Building the Faculty at a Christian University: The Significant Contribution Model
Mikeal C. Parsons, Professor of Religion
In considering the implications of being a serious Baptist and Christian university for faculty hiring, tenure, and promotion, Mikeal C. Parsons notes some important distinctions between the words "Baptist" and "Christian" as applied to a university. The word "Baptist" in this context suggests matters of religious style, such as freedom of conscience and non-creedalism. The word "Christian," on the other hand, points to matters of religious substance which are common to all Christian denominations, including Baptists, such as belief in the One Triune God and the efficacy of Christ's death and resurrection for sinful human beings. At Baylor, Parsons contends, both traditions are applied together and in some tension. This leads him to an exploration of and advocacy for a "Significant Contribution Model" in faculty hiring, tenure, and promotion at Baylor. Parsons argues that faculty members should be hired and evaluated, in part, with a clear estimation of their potential or actual contribution to the Baptist and Christian character of Baylor. Parsons shows not only that this model is tacitly in place at Baylor today, but also that there are important reasons to favor such a model. The task ahead, he points out, is to make clear the expectations of this model.

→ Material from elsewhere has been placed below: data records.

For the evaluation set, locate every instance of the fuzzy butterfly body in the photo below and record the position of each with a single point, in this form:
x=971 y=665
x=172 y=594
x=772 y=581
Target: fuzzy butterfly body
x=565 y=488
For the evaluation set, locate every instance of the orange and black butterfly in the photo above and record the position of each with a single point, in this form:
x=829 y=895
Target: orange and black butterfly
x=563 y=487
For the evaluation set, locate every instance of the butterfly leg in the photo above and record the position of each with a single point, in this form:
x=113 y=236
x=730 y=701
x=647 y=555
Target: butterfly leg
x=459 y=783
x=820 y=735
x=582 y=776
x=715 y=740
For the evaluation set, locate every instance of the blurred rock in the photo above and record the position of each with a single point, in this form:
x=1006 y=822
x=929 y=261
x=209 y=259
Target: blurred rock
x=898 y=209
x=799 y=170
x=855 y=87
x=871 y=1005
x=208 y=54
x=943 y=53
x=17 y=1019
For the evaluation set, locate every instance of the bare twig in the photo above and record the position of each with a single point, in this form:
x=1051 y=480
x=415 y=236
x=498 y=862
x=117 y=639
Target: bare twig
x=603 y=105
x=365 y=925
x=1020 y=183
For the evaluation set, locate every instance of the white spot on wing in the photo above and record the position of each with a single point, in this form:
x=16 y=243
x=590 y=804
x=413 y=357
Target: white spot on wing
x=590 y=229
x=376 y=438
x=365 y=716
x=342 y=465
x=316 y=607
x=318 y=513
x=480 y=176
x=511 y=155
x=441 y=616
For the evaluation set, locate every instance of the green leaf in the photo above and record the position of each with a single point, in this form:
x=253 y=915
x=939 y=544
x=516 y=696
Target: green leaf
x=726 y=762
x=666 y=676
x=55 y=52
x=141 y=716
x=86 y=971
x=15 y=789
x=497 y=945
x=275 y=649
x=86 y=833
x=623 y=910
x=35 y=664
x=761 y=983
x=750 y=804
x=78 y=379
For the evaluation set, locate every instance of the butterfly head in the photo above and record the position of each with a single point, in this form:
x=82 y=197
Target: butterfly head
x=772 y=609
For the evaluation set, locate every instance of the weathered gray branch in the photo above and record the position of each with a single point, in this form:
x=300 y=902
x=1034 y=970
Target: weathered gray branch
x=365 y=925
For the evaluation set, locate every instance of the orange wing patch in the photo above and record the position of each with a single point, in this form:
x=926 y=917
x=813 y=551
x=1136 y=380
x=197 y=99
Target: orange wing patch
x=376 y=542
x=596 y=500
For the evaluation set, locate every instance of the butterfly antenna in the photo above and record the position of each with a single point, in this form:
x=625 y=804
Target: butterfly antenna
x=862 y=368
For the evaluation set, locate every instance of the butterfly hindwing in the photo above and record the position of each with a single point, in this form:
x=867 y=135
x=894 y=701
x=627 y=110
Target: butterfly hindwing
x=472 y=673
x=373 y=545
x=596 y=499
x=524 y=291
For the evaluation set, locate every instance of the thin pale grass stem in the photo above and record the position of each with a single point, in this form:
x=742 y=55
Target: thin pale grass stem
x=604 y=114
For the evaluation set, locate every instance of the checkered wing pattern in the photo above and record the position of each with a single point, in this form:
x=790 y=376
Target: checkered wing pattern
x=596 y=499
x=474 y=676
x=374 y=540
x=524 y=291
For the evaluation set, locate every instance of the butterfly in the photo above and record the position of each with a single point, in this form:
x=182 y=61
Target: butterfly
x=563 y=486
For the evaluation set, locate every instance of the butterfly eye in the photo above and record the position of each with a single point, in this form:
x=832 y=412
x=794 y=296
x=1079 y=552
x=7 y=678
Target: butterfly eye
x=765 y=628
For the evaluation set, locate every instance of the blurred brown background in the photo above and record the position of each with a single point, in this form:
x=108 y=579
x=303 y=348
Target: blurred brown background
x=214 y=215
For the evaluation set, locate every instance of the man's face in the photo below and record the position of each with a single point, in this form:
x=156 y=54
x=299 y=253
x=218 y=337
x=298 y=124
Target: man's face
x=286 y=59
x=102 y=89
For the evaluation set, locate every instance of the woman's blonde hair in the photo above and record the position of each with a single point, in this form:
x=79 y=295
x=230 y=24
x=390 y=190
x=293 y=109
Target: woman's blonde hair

...The Baptist hallmark of religious liberty, of course, has much to contribute to a Christian university. In a now famous quotation, Thomas Helwys, one of the Baptist founders, said, "Let them be heretics, Turks, Jews, or whatsoever, it appertains not the earthly powers to punish them in the least measure." It is entirely appropriate as a matter of practice for this view to shape a response that is warm and welcoming to persons, especially students, of all faiths or no faith at all, a sincere form of Christian hospitality. I doubt seriously, however, anachronisms aside, that Helwys would have imagined using this notion of religious liberty as the defining substantive criterion for faculty tenure at a Baptist university.